Il est donc clair que, quand on refuse de s'adapter au climat, l'hiver s'annonce long et chiant. Il existe néanmoins un bon moyen pour qu'il passe plus vite: c'est simplement d'en profiter. D'ailleurs, la deuxième édition des Nuits polaires (www.nuitspolaires.ca) à Trois-Rivières se révèle une belle occasion pour s'initier aux diverses possibilités offertes par la froide saison. Car de l'animation extérieure au centre-ville, il va y en avoir dès 8h, le vendredi 8 février, et ce, jusqu'à 17h, le dimanche 10 février. Un tournoi de curling, une soirée de patinage aux flambeaux, des spectacles extérieurs (La Volée d'Castors, Tricot Machine, Val Salva, Trop loin d'Irlande, Éric Masson), un festival de soccer sur neige, un tournoi de hockey, des balades en traîneau à chiens, une journée de voile sur glace, de la marche nordique, de l'escalade sur glace, des nuitées dans un quinzee, des feux d'artifice... La liste est longue. Juste à y penser, le bout de mes orteils gèle! Ouin... il va vraiment falloir sortir les foulards et les pantalons d'hiver. Autrement, on risque de se faire ou de conserver... un ennemi!


6 février 2008, 1:53
Le SLTR a 20 ans

Le Salon du livre de Trois-Rivières célèbre ses 20 ans cette année. Et c'est lors d'une conférence de presse organisée ce matin à la Maison Hertel-de-la-Fresnière qu'il a dévoilé le nom des auteurs qui seront mis au premier plan au Centre des Congrès de l'Hôtel Delta, du 3 au 6 avril. D'abord, l'écrivain de Shawinigan Bryan Perro (Amos Daragon, Eclyps) assumera la présidence d'honneur. India Desjardins (Journée de la littérature jeunesse), Francine Ruel (Journée des aînés), Patrick Senécal (Journée familiale) et Stéphane Dompierre (Journée des nouvelles voix de la littérature), quant à eux, agiront à titre d'invités d'honneur.  Aussi, à partir de cette année, le Salon tournera les projecteurs vers une maison d'édition se démarquant dans la littérature québécoise. Cette fois, ce sont les Éditions d'art le Sabord.                                                                                                   Photo: Radio-Canada

La programmation complète du Salon du livre sera dévoilée le 26 mars.


4 février 2008, 3:48
Un secret populaire

Une journée après la diffusion de la populaire émission Tout le monde en parle, j'ai encore du mal à avaler la pilule... Je repense à Marie-Sissi Labrèche et au fait qu'on ait abordé un sujet qui la rendait particulièrement mal à l'aise: les antidépresseurs. Au nom de l'abolition des tabous, Véronique Cloutier (autre invitée du plateau) l'a même incitée à se confier davantage sur la question. L'auteure, qui ne nie pas aborder le sujet lors de ses conférences, n'avait peut-être pas envie d'extrapoler devant un million de personnes. Sur le coup du stress, elle l'a fait. Mais je me demande bien comment elle se sent aujourd'hui. 

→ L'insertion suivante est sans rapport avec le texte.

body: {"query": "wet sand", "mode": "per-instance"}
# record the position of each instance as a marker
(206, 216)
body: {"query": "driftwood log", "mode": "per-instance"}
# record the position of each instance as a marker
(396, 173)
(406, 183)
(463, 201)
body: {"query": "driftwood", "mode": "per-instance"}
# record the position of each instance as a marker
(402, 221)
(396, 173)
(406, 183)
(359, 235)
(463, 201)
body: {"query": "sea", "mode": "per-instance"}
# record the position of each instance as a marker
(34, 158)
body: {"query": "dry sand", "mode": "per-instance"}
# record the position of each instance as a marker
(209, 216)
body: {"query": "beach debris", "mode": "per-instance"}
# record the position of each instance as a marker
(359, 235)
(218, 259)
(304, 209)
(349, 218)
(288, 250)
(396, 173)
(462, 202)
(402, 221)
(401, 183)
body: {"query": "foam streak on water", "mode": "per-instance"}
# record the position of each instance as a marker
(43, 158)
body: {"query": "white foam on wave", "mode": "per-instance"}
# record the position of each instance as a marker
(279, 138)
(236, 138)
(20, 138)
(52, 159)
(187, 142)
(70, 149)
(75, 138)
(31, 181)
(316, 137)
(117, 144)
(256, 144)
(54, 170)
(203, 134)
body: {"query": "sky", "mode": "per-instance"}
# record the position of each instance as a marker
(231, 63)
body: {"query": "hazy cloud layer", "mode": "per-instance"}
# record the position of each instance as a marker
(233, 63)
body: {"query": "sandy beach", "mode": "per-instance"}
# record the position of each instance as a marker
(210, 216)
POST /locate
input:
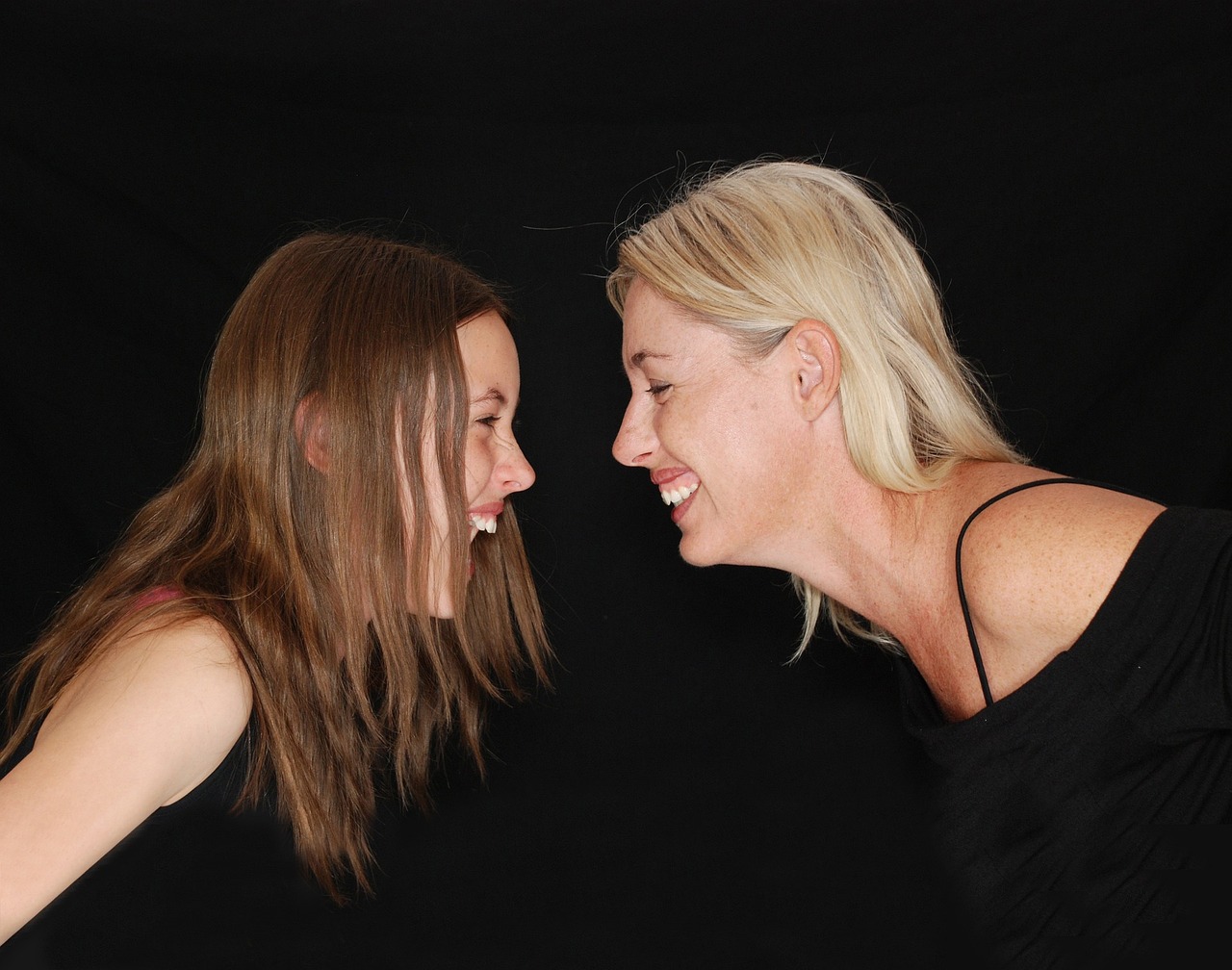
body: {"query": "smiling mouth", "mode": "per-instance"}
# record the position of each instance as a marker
(676, 497)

C'est peut-être un petit pas pour la cause des maladies mentales, pour la libérer des préjugés. N'empêche que je doute que ce soit celle que Marie-Sissi Labrèche avait envie d'endosser publiquement. Des fois, je trouve qu'on va trop loin pour faire de la bonne télé. Il ne faut pas oublier que ce n'est pas tout le monde qui est outillé pour contourner une question embêtante lors d'un talk show.